Published online by Cambridge University Press: 01 July 2016
The exact transient sampling distribution is found for the infinite neutral alleles model with mutation, thus extending the stationary distribution found by Ewens (1972). The first eigenfunction in the sampling distribution depends only on the homozygosity. In a large sample the expected number of allele types is close to the expected number in a stationary distribution and depends little on the initial frequencies or the time of sampling.
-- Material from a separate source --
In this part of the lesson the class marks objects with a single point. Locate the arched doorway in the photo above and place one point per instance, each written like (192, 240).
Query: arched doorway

The expected number of types in a sample for a non-stationary population is tabulated.
The sampling distribution from a population with no mutation is found. The probability that the population is monomorphic given that the sample contains only one type is tabulated, where initially the population has a large number of alleles with equal frequencies.
A study is made of the joint distribution of the allele frequencies in two samples taken time t apart from a stationary population. Of particular interest is the number of allele types in common in two such samples. The distribution of the number of types in common in a population viewed at time t apart is also found and tabulated for different mutation rates and time. The expected frequency of the allele types in common is tabulated.
The distribution of allele frequencies in two divergent populations of common ancestry is shown to be the same as the distribution of frequencies in a single population at two time points 2t apart. A sufficient statistic for the time of divergence is shown to be the paired frequencies of the allele types in common. The expected waiting time until the populations have no allele types in common is tabulated.